Complex Trait Evolution

We study the evolution of complex traits by simulating phenotypes determined by multiple loci and environmental effects. These traits harbor genetic variation, which is critical for evolution to occur. The genetic variance is often summarized in a matrix, called the G-matrix, which contains additive genetic variances and additive genetic covariances. The G-matrix describes the genetic architecture of complex traits. The Jones Lab, in collaboration with Steve Arnold (Oregon State University) and Reinhard Bürger (University of Vienna), has been using individual-based simulations to study the evolution of the genetic architecture (and other related issues).

 

The software we have used for our papers is freely available on GitHub. To learn more about these packages, consult our program note:

Jones, A. G., R. Bürger, and S. J. Arnold. 2018. The G-matrix simulator family: software for research and teaching. Journal of Heredity 109:825-829.

 

To write your own G-matrix simulation software, consult Adam Jones’ book:

C++ for Biologists: Evolutionary Models

(A free pdf is available here, or a hard copy can be purchased from Amazon)

 

Here is a summary of the available software packages:

G-matrix Simulator 2014: A Windows-based simulator that contains the code to produce the results reported by Jones et al. 2003, 2004 and 2012. This simulator has a graphical user interface and only works on Windows-based machines. Relevant papers:

Jones, A. G., S. J. Arnold, and R. Bürger. 2003. Stability of the G-matrix in a population experiencing pleiotropic mutation, stabilizing selection, and genetic drift. Evolution 57:1747-1760.

Jones, A. G., S. J. Arnold, and R. Bürger. 2004. Evolution and stability of the G-matrix on a landscape with a moving optimum. Evolution 58:1639-1654.

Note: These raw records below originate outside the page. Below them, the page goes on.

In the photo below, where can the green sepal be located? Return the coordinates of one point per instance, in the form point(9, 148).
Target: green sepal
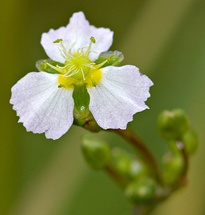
point(172, 124)
point(96, 152)
point(42, 65)
point(141, 191)
point(191, 141)
point(82, 114)
point(126, 165)
point(114, 61)
point(172, 167)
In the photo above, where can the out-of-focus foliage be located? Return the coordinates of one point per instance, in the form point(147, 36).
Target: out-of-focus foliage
point(165, 39)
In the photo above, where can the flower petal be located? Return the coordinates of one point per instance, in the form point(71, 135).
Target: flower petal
point(41, 105)
point(121, 93)
point(78, 30)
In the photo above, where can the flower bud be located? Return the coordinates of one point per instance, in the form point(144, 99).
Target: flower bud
point(172, 167)
point(141, 191)
point(95, 152)
point(121, 161)
point(126, 165)
point(191, 142)
point(137, 169)
point(172, 124)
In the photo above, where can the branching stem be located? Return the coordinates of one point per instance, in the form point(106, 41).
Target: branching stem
point(145, 153)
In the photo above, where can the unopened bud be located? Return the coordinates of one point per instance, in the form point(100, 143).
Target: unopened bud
point(172, 167)
point(172, 124)
point(141, 191)
point(190, 141)
point(121, 161)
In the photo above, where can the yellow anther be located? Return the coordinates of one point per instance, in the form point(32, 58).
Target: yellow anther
point(110, 57)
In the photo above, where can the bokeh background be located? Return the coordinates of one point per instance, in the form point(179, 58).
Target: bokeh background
point(165, 39)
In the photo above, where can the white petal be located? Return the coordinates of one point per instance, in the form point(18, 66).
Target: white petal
point(41, 105)
point(78, 30)
point(121, 93)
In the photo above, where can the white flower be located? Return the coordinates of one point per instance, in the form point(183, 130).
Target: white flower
point(44, 101)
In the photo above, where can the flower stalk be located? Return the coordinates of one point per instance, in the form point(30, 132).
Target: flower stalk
point(142, 150)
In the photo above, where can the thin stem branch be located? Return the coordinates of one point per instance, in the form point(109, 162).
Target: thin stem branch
point(111, 172)
point(145, 153)
point(182, 179)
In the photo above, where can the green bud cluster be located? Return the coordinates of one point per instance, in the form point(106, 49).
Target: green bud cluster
point(172, 124)
point(174, 127)
point(142, 191)
point(127, 165)
point(172, 168)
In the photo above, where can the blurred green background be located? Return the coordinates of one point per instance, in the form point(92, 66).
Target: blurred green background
point(165, 39)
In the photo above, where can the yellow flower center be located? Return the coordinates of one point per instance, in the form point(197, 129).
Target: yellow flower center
point(79, 70)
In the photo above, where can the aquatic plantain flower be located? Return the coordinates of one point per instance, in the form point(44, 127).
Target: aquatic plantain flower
point(44, 101)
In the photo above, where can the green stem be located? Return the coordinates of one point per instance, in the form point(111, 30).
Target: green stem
point(111, 172)
point(145, 153)
point(182, 179)
point(142, 210)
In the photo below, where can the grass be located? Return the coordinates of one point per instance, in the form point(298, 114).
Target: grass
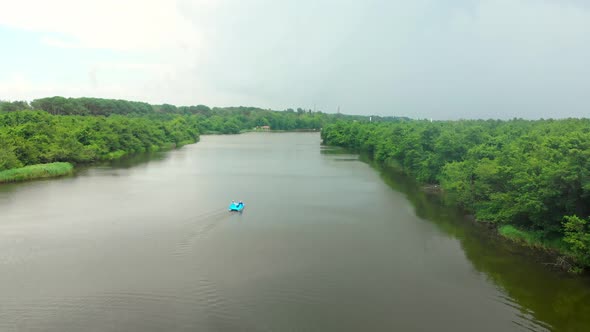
point(36, 172)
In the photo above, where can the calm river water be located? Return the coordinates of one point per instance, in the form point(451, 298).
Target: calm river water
point(325, 243)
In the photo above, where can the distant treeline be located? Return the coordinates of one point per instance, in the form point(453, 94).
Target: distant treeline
point(531, 178)
point(229, 120)
point(81, 130)
point(35, 137)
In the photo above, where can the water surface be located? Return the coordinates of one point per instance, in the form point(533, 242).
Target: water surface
point(326, 243)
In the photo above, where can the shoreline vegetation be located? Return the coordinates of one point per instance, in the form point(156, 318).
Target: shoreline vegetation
point(88, 130)
point(39, 171)
point(527, 180)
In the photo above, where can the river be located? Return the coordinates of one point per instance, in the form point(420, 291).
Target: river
point(326, 243)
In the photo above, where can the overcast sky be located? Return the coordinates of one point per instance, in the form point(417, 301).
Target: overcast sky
point(441, 59)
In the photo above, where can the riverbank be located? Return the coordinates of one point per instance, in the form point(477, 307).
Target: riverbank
point(38, 171)
point(553, 253)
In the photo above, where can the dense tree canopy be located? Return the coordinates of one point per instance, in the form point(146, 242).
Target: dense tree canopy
point(531, 174)
point(28, 138)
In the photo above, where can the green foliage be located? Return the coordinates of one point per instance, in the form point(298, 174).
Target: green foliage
point(36, 172)
point(28, 138)
point(527, 174)
point(577, 235)
point(533, 239)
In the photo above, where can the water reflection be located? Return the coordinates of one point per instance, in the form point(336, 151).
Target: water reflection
point(552, 299)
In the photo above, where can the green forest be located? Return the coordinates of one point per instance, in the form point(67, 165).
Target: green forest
point(531, 179)
point(85, 130)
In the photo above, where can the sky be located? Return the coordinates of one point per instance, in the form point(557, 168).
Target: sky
point(434, 59)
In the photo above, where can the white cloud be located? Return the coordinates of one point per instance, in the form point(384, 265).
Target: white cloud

Jones, A. G., R. Bürger, S. J. Arnold, P. A. Hohenlohe, and J. C. Uyeda. 2012. The effects of stochastic and episodic movement of the optimum on the evolution of the G-matrix and the response of the mean to selection. Journal of Evolutionary Biology 25:2210-2231.

 

G-matrix Home Version: This version of the simulator is similar to the 2014 version under the hood, but it has been streamlined to make it more usable in an instructional setting. This version is used in the Evolutionary Quantitative Genetics Workshop offered by Steve Arnold and Joe Felsenstein every summer.

 

G-matrix Command Line: A version of the simulator without a graphical user interface. The source code should compile for any operating system with a standard C++ compiler.

 

Local Adaptation and Epistasis: With this simulator, we explored the effects of pleiotropy and epistasis on the evolution of local adaptation. We also investigated the feasibility of detecting the loci affecting the trait in genome-wide scans of population differentiation. The results of this study are reported in the following paper:

Jones, A. G., S. J. Arnold, and R. Bürger. 2019. The effects of epistasis and pleiotropy on genome-wide scans for adaptive outlier loci. Journal of Heredity, in press.